When Harrison Barnes chose to forgo the 2011 NBA Draft despite being a projected lottery pick, he immediately became a favorite for the Naismith National Player of the Year and the 2011-2012 North Carolina Tar Heels were installed as the preseason No. 1.
While much has been made of the merits of Barnes' preseason first team All-America nod, head coach Roy Williams' dirty secret is that Harrison Barnes is not, in fact, the best player on this year's Tar Heels squad.
At least not in any one area.
The Tar Heels led the nation in rebounding last year with 42.5/game. Despite being outworked in their season-opener against the Michigan State Spartans, the Heels are once again among the NCAA leaders in 2011, pulling down an impressive 45.7 boards per game.
The Tar Heels play a notoriously fast-paced style of offense that results in a high volume of possessions and, therefore, shot attempts. All those shots (and misses) will provide ample opportunities for Barnes and co. to corral rebounds. So far this season, the star sophomore has replicated his efforts of last year to the tune of 5.7 RPG.
To put that in the proper context, that's approximately half the average of teammate John Henson (11.0 RPG).
A nightly double-double threat, Henson led the Heels in rebounding last season with 10.1/game. This year, Henson figures to be a bigger factor on the glass after earning more playing time (28.3 MPG through three games this season) and establishing a role for himself as the team's defensive anchor in the paint.
Patrolling the lane with his 88-inch wingspan, when Henson is not blocking opponents' shots, he's snatching errant balls from the air well above the reach of opposing forwards.

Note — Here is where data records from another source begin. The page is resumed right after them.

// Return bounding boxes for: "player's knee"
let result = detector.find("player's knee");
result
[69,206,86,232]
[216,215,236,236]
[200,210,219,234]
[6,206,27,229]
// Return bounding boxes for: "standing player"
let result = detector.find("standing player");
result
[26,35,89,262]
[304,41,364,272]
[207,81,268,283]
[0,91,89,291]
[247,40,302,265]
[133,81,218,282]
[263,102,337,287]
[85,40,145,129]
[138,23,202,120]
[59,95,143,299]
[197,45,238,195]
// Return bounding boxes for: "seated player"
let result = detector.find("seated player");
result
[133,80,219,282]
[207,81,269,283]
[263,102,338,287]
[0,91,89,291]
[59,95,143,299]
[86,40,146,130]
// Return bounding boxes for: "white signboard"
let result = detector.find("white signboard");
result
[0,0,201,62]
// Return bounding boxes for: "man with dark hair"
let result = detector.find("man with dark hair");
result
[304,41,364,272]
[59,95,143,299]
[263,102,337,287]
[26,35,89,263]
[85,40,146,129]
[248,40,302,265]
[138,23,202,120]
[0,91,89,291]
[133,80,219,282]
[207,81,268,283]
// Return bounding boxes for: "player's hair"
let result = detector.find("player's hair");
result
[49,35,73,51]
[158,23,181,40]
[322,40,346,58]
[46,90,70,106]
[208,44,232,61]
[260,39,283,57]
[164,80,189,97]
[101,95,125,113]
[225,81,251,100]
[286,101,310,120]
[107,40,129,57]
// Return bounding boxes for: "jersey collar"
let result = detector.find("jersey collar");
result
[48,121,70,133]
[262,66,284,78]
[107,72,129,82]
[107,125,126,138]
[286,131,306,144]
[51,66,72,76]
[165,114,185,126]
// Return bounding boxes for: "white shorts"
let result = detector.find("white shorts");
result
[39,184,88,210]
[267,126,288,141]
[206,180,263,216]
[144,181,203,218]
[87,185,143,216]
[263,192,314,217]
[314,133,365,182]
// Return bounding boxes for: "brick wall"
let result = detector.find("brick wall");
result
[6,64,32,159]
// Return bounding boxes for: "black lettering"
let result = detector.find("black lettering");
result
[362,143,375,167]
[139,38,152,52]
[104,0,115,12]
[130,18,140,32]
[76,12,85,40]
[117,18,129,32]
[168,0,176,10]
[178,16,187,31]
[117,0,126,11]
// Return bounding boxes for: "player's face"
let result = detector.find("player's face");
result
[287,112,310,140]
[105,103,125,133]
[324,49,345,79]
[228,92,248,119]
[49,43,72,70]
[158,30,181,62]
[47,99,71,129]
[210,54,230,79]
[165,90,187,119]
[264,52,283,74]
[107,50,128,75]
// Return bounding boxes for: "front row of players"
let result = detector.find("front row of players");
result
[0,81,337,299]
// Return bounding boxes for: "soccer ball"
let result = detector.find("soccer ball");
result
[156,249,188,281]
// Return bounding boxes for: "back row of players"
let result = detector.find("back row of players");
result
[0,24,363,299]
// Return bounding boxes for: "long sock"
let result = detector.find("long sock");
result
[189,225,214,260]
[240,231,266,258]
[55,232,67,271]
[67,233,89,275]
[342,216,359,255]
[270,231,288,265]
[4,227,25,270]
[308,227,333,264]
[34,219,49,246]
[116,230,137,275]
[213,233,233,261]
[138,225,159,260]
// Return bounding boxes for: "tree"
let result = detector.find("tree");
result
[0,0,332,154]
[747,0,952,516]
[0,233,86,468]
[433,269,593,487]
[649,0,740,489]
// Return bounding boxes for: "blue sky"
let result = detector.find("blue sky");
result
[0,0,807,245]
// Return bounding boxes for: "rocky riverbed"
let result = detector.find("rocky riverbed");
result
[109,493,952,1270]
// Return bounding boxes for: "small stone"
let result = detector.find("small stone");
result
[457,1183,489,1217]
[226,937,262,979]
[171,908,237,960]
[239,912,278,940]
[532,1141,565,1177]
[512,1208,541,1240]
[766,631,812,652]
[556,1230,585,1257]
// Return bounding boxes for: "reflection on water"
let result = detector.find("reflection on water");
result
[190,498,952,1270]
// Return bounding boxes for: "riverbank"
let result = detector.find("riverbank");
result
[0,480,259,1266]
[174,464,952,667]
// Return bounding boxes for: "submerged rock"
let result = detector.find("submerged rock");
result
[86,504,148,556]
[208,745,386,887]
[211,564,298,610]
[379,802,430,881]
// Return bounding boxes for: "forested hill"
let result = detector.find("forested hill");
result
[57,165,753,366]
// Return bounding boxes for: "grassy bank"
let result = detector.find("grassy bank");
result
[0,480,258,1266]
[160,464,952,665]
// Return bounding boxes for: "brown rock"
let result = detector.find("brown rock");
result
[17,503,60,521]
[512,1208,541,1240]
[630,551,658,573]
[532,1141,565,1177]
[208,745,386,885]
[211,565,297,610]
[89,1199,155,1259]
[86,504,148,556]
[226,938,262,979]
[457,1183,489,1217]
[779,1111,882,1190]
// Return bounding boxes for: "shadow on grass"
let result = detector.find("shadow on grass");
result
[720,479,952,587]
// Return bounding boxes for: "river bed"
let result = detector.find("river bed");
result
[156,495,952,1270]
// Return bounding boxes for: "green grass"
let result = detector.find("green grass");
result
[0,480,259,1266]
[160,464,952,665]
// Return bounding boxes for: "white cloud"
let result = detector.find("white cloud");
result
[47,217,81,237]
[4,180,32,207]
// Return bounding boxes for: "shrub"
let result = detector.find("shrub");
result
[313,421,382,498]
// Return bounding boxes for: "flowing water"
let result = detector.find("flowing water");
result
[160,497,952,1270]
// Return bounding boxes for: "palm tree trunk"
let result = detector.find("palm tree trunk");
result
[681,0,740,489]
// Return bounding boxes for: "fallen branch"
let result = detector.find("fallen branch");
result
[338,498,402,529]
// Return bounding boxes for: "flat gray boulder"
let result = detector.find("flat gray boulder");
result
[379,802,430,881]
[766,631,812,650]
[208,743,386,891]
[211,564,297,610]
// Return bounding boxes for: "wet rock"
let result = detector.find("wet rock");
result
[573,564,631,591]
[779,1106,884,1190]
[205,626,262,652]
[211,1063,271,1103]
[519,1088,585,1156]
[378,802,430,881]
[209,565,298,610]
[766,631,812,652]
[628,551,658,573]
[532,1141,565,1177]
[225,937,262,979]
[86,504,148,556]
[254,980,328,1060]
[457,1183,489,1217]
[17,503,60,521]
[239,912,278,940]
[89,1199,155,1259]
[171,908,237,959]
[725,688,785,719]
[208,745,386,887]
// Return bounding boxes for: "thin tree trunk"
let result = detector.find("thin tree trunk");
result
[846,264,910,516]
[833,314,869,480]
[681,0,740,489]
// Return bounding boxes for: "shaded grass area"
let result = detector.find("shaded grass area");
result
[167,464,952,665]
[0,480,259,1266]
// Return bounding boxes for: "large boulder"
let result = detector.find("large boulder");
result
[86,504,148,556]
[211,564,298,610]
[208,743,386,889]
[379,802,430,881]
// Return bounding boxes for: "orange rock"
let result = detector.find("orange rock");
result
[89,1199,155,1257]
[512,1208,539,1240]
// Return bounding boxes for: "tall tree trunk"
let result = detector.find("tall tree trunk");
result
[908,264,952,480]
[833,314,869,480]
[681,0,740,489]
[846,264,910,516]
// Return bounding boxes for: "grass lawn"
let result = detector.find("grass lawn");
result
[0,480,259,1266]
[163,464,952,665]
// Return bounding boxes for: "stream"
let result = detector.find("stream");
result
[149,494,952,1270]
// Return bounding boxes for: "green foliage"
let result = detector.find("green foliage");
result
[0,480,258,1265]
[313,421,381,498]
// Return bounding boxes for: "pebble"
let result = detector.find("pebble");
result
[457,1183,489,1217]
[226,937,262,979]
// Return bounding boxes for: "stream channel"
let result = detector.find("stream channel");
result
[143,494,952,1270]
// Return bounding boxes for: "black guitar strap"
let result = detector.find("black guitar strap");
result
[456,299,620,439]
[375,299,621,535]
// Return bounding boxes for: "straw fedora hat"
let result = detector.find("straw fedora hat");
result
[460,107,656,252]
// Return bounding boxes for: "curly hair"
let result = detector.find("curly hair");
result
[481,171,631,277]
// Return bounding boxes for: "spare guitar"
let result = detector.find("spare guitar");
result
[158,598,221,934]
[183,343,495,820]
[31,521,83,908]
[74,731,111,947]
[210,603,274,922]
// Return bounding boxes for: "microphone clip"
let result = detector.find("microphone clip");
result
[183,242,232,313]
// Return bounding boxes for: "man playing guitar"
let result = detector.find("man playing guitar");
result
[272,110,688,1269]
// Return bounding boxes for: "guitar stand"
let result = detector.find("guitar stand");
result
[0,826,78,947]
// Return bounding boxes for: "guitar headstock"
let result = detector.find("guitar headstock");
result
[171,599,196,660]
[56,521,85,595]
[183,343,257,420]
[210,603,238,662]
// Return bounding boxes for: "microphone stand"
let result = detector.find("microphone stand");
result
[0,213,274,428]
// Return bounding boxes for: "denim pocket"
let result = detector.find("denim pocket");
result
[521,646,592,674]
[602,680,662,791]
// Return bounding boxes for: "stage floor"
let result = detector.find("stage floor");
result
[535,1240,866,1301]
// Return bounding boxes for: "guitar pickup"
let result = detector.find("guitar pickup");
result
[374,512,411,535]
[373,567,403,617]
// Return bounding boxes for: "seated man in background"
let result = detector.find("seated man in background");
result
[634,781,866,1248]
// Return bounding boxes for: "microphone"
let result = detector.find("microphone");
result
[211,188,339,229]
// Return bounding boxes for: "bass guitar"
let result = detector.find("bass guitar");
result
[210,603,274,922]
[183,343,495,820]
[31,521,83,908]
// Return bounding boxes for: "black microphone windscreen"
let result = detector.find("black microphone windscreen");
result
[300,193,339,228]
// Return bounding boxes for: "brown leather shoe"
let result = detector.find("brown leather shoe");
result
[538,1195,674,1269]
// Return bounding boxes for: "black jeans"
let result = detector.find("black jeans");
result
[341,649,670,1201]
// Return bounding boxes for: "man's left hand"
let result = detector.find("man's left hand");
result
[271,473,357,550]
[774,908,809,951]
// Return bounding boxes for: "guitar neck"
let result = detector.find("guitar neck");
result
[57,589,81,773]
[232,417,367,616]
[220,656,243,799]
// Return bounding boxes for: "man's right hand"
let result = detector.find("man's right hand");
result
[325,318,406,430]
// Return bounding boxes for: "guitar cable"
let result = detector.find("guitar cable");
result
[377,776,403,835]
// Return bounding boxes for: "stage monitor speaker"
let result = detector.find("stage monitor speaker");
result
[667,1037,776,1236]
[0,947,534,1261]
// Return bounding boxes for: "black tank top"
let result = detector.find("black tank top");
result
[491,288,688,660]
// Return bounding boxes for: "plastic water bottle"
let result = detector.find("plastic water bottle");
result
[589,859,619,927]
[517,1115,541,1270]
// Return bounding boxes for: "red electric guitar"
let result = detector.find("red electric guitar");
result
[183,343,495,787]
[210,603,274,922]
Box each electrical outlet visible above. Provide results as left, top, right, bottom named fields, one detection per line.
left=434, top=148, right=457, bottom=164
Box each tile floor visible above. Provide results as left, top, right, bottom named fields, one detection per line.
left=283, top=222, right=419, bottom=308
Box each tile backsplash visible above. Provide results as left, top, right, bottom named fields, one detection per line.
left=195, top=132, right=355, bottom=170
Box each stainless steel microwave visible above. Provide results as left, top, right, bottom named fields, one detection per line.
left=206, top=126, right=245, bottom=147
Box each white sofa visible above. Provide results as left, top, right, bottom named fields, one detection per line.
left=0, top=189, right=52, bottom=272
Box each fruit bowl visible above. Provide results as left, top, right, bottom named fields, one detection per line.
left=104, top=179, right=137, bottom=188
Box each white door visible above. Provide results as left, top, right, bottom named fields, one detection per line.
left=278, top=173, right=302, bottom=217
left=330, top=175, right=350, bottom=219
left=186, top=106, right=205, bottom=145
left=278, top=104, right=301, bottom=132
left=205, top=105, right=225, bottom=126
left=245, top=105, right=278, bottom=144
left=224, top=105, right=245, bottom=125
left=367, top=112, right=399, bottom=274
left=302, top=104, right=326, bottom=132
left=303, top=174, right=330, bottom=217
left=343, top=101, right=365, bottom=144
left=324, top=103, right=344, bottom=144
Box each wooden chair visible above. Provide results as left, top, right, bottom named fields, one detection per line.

With such a gifted and dedicated teammate focused on cleaning the glass, Barnes' rebounding stats will be noteworthy only as a footnote on his Naismith Player of the Year résumé.
The logic behind predicting Harrison Barnes to lead the Tar Heels in scoring goes like this: with Kendall Marshall feeding him the ball full-time, Barnes is going to take fewer "bad" shots and make more "good" shots.
Additionally, he added 15 pounds of muscle during the off-season to improve his control and power when attacking the basket.
So far, his efforts and focus have borne results: his shooting percentage is up 10 points to 51 percent this season, he is attempting twice as many free throws as last season and he is tied for the team lead in scoring.
It won't be enough to lead the Tar Heels in points scored.
While an increase in scoring over last year seems certain, other factors indicate that the Tar Heels will be paced this year by starting center (or "forward", if you prefer to pretend that a seven-foot post player not named Kevin Garnett is anything but a center) Tyler Zeller, with whom Barnes shared the team scoring lead last season.
Through three games this year, Zeller and Barnes have remarkably similar scoring statistics: 19/36 FG, 14/21 FT, 52 points (Zeller) compared to 19/37 FG, 12/20 FT, 52 points (Barnes).
Consider, however, that Zeller shot over 54 percent from the field last season and almost 80 percent from the free throw line, as opposed to 42 percent and 75 percent, respectively, for Barnes.
Assuming that their field goal and free throw attempts remain roughly equal throughout the season, Zeller stands to convert at a higher rate and score more points than Barnes.
It is unlikely, however, that their attempts will remain the same. Zeller's size presents match-up problems for most teams and, as a result, he is the focal point for point guard Kendall Marshall when initiating the offense.
Additionally, his speed down the court has earned him the role of Marshall's favorite target in transition: Zeller frequently leaks out on defensive rebounds to capitalize on fast break opportunities.
Harrison Barnes will not lead the Tar Heels in scoring this season, though it will be a tight race.
Anyone who hasn't heard the ballyhoo surrounding Kendall Marshall's prodigious assist totals as a freshman hasn't clicked to ESPN in the last two months.
After entering the starting lineup midway through last season, replacing a deposed and soon-to-be-departed Larry Drew II, Marshall wasted no time harshly imposing his style of play on the ill-prepared ACC. In the 20 games he started last season, Marshall averaged 7.7 assists, finishing as the top distributor in the conference.
At 9.3 assists per game in 2011, Marshall is currently on pace to break Ed Cota's team record for assists (284) and challenge the conference record, currently held by Georgia Tech Yellow Jacket Craig Neal (303 assists in 1988).
As the beneficiary of Marshall's unselfish play and unprecedented court vision, Barnes is certainly happy to concede the assist duties to his dime-dropping teammate.
After returning all five starters from last year's ACC Championship squad, the Tar Heels are a threat to lead the NCAA in points scored, rebounding, and assists. With teammates John Henson, Tyler Zeller, and Kendall Marshall stuffing every column of the stat sheet, it seems possible that Harrison Barnes won't lead his team in any statistical category this season.
For the 2011-2012 North Carolina Tar Heels, that's excellent news, indeed.